Pope Francis in St. Peter’s Square on Oct. 9, 2019. Credit: Daniel Ibáñez/CNA.
Pope Francis appointed an official from the Vatican Secretariat of State as his new personal secretary Saturday.
The Holy See press office said that the 41-year-old Fr. Fabio Salerno would succeed Msgr. Yoannis Lahzi Gaid, who had served in the role since April 2014.
Salerno currently works in the Secretariat of State’s Section for Relations with States, also known as the Second Section. In the new role he will become one of the pope’s closest collaborators.
Gaid, a Coptic Catholic priest born in the Egyptian capital Cairo, was the first Eastern Catholic to hold the position. The 45-year-old will now focus on his work with the Higher Committee of Human Fraternity, a body formed after the pope and Grand Imam of Al-Azhar signed the Document on Human Fraternity in Abu Dhabi, United Arab Emirates, in February 2019.

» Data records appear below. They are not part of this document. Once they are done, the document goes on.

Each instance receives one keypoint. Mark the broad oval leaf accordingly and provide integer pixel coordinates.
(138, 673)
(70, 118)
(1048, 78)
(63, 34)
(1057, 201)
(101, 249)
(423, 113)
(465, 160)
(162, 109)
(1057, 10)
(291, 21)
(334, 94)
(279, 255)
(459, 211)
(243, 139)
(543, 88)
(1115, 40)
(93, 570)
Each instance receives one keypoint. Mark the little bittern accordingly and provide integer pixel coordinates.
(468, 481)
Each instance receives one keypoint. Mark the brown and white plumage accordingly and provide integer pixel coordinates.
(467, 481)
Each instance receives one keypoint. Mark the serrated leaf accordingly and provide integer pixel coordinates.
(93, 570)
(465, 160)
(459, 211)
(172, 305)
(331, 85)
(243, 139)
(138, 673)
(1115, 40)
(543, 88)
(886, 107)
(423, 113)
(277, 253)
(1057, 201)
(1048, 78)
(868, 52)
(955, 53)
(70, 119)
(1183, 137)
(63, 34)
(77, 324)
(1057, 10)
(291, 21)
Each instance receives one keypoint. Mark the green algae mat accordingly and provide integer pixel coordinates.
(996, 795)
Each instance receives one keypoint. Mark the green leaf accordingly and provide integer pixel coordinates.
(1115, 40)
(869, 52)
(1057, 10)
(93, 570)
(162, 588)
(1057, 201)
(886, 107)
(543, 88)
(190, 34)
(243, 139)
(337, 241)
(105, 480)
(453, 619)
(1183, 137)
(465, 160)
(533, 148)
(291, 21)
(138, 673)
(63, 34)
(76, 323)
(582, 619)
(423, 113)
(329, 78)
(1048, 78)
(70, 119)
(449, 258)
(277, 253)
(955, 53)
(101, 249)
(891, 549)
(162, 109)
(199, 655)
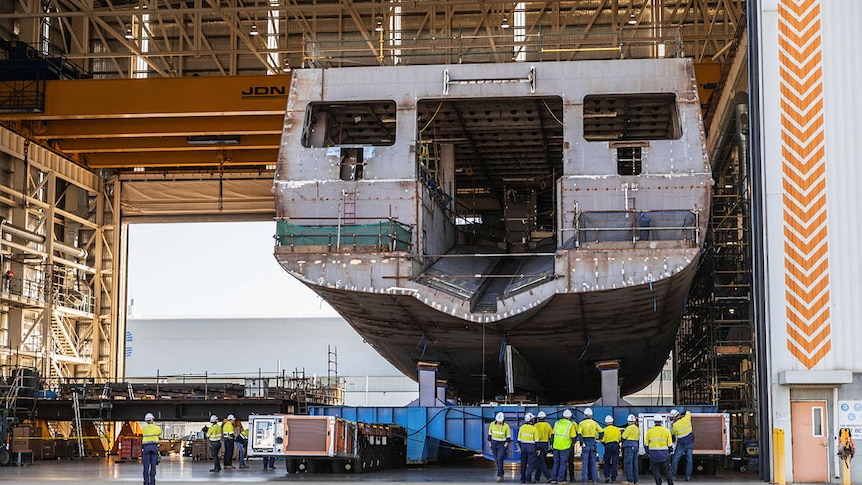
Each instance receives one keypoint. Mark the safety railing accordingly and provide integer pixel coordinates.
(636, 225)
(386, 235)
(512, 45)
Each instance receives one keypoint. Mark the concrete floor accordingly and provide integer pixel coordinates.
(176, 469)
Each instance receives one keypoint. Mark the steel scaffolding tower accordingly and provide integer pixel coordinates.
(715, 347)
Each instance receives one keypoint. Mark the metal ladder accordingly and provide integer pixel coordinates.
(79, 429)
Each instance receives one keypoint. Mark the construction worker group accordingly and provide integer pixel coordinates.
(226, 433)
(536, 437)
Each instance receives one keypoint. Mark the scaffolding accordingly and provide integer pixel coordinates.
(715, 347)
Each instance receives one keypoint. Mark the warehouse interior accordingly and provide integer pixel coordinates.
(160, 111)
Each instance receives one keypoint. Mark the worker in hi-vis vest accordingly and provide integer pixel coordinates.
(214, 436)
(228, 438)
(683, 436)
(658, 446)
(631, 449)
(565, 430)
(499, 436)
(527, 445)
(589, 431)
(543, 436)
(611, 442)
(150, 448)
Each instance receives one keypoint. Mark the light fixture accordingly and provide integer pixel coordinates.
(213, 140)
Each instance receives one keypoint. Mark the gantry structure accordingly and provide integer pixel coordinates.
(116, 112)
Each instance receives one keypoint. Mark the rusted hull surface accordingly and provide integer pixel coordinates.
(450, 211)
(562, 338)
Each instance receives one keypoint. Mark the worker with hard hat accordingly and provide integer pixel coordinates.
(499, 437)
(527, 445)
(631, 436)
(543, 435)
(683, 436)
(214, 435)
(658, 446)
(152, 434)
(565, 430)
(611, 440)
(241, 442)
(588, 435)
(228, 437)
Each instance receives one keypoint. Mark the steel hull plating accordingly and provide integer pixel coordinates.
(452, 216)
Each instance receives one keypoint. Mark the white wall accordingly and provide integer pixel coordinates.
(810, 129)
(243, 346)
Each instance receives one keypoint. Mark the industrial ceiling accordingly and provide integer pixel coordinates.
(200, 85)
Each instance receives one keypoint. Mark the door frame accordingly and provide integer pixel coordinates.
(826, 430)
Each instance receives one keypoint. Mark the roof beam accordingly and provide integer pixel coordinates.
(198, 158)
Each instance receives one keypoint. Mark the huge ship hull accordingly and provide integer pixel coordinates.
(515, 274)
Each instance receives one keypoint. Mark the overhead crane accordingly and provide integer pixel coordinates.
(157, 123)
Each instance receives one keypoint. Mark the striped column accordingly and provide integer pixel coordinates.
(803, 173)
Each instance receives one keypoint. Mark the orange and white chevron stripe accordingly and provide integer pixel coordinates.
(803, 171)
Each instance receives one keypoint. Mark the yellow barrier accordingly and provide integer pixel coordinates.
(778, 459)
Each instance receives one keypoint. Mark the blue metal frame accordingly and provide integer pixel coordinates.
(433, 431)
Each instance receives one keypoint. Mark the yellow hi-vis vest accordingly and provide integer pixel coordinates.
(632, 433)
(527, 433)
(682, 426)
(214, 432)
(564, 431)
(499, 431)
(152, 433)
(612, 434)
(543, 432)
(588, 428)
(227, 430)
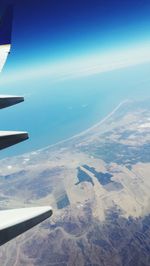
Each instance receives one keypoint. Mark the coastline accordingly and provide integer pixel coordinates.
(86, 130)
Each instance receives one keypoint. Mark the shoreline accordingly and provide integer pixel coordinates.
(86, 130)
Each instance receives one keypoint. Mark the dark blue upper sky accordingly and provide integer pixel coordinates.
(58, 31)
(54, 29)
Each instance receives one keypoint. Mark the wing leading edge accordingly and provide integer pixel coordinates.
(17, 221)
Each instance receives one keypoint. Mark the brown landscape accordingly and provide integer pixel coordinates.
(98, 184)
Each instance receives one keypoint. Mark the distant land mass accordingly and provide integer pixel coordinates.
(98, 184)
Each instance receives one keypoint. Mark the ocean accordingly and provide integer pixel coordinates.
(56, 110)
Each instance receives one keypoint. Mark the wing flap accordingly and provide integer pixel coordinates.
(9, 138)
(8, 100)
(17, 221)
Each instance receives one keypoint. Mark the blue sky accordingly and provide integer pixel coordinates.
(74, 61)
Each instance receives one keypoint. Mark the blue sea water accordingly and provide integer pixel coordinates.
(54, 111)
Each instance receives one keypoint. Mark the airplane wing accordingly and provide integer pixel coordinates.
(8, 100)
(17, 221)
(5, 35)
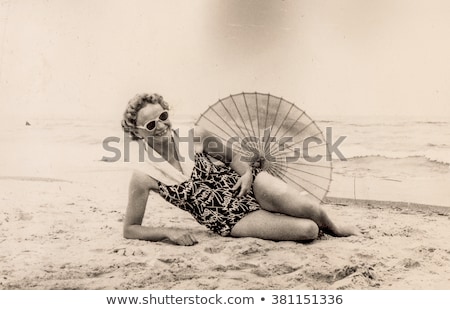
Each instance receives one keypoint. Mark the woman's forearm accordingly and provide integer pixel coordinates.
(239, 165)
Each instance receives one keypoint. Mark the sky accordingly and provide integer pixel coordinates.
(87, 58)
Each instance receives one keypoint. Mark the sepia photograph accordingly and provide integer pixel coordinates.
(213, 145)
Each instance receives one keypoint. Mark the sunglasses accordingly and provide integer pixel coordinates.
(151, 125)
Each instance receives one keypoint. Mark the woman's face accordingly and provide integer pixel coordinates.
(152, 112)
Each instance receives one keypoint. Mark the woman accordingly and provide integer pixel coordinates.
(231, 200)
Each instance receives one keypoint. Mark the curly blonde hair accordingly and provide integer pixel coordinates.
(134, 105)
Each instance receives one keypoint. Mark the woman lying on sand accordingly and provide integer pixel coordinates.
(230, 200)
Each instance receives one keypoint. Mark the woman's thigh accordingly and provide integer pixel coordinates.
(276, 196)
(274, 226)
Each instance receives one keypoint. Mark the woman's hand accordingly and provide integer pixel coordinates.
(180, 238)
(245, 183)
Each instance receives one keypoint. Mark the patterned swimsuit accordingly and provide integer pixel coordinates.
(208, 197)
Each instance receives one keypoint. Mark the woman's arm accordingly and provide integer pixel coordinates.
(214, 146)
(139, 190)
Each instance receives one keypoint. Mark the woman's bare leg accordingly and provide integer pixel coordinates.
(278, 227)
(276, 196)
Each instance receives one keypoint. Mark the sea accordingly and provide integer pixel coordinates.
(388, 159)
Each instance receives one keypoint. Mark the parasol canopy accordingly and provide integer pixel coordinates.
(275, 135)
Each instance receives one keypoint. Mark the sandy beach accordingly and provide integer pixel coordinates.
(66, 234)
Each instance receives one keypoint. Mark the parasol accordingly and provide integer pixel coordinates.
(275, 135)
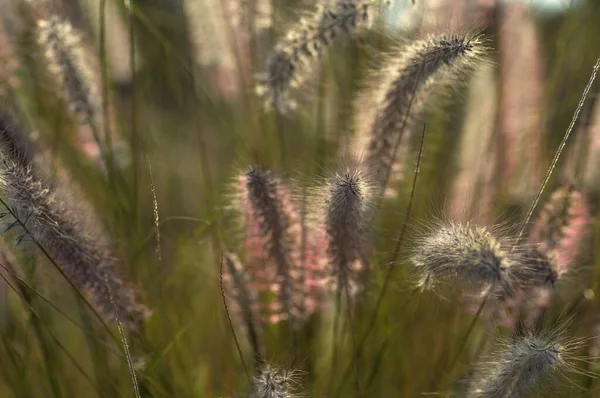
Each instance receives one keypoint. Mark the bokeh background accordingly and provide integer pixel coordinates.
(176, 87)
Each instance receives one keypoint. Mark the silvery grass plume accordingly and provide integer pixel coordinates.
(32, 206)
(529, 362)
(273, 382)
(561, 228)
(463, 254)
(67, 62)
(282, 256)
(292, 59)
(347, 213)
(402, 89)
(555, 243)
(243, 300)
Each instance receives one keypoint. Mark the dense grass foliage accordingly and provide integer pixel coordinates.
(350, 198)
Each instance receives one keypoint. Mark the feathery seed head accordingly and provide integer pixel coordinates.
(523, 364)
(283, 253)
(403, 88)
(562, 226)
(348, 200)
(275, 383)
(66, 60)
(462, 253)
(50, 221)
(291, 61)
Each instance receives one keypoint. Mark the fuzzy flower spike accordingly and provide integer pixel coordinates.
(33, 206)
(348, 199)
(272, 382)
(64, 54)
(403, 89)
(462, 254)
(291, 61)
(283, 256)
(528, 362)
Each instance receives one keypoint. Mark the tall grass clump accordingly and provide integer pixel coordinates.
(401, 91)
(290, 63)
(288, 253)
(34, 207)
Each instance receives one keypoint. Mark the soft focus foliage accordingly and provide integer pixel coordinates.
(217, 198)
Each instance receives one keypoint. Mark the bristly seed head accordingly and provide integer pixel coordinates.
(291, 61)
(283, 254)
(348, 200)
(527, 362)
(34, 210)
(462, 254)
(63, 51)
(561, 228)
(403, 89)
(275, 383)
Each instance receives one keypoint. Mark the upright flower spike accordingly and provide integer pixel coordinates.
(555, 243)
(526, 363)
(562, 226)
(462, 254)
(63, 52)
(277, 220)
(348, 200)
(32, 206)
(282, 253)
(291, 61)
(272, 382)
(389, 111)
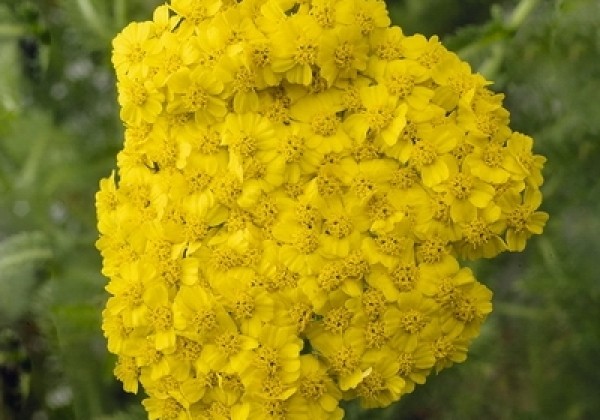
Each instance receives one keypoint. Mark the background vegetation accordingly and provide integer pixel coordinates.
(59, 134)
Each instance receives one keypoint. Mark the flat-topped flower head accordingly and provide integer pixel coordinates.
(299, 188)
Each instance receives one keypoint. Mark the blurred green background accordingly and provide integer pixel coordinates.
(59, 134)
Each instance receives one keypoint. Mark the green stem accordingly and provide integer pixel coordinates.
(120, 13)
(30, 169)
(520, 13)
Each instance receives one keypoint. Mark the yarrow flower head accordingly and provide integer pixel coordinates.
(299, 186)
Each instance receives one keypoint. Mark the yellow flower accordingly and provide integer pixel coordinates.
(131, 48)
(382, 386)
(296, 47)
(383, 116)
(342, 54)
(318, 396)
(196, 91)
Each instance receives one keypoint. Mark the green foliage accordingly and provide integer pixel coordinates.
(59, 134)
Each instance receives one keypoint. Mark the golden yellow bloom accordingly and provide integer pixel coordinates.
(299, 187)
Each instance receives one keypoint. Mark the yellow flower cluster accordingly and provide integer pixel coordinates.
(298, 184)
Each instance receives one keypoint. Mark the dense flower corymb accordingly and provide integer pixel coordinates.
(298, 186)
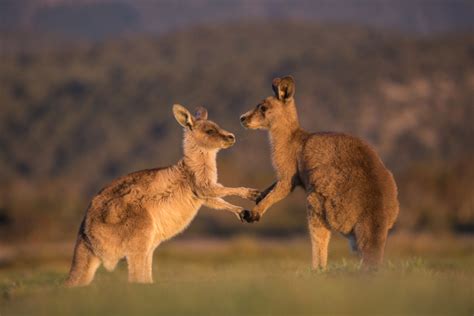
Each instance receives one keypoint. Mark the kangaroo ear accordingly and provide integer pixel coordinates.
(183, 116)
(284, 88)
(201, 113)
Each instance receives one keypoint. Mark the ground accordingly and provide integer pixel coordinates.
(422, 275)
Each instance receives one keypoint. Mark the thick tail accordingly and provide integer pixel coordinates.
(84, 265)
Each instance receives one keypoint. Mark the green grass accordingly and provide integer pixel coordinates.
(247, 277)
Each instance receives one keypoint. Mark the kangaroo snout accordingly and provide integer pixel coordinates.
(230, 138)
(243, 120)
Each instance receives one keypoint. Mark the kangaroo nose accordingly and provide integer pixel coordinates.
(231, 138)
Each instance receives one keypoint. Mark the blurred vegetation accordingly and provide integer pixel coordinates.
(422, 275)
(75, 115)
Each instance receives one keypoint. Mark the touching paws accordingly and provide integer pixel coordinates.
(252, 194)
(249, 216)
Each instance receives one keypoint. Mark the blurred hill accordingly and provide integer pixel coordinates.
(74, 115)
(104, 18)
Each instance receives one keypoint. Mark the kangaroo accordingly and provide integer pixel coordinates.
(348, 188)
(131, 216)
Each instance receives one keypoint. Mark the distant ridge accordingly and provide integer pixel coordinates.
(103, 18)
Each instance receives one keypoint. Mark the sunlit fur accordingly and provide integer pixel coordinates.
(348, 188)
(131, 216)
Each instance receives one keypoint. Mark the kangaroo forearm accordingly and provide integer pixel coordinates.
(220, 204)
(216, 191)
(280, 190)
(265, 192)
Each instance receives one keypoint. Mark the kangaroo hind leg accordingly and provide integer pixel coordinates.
(84, 265)
(319, 232)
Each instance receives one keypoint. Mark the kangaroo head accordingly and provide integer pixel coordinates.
(274, 110)
(201, 131)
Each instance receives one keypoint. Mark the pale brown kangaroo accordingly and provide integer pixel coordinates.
(348, 188)
(131, 216)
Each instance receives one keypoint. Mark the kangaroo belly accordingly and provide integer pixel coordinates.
(174, 216)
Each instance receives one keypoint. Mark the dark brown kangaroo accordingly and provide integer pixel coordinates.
(348, 188)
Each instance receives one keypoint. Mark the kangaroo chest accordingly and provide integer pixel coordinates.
(174, 213)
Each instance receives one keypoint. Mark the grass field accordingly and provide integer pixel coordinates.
(422, 275)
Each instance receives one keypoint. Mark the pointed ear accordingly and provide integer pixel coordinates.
(183, 116)
(284, 88)
(201, 113)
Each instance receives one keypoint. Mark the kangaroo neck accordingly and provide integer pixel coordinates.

Salerno was born in Catanzaro, the capital of Italy’s Calabria region, on April 25, 1979. He was ordained to the priesthood in the Metropolitan Archdiocese of Catanzaro-Squillace on March 19, 2011.
He acquired a doctorate in both civil and church law at the Pontifical Lateran University in Rome. Following studies at the Pontifical Ecclesiastical Academy, he served as secretary of the apostolic nunciature in Indonesia and of the Permanent Mission of the Holy See to the Council of Europe in Strasbourg, France.
In his new role, Salerno will work alongside Fr. Gonzalo Aemilius, a Uruguayan who formerly worked with street children. The pope named Aemilius as his personal secretary in January, replacing the Argentine Mgsr. Fabián Pedacchio, who occupied the post from 2013 to 2019, when he returned to his position at the Congregation of Bishops.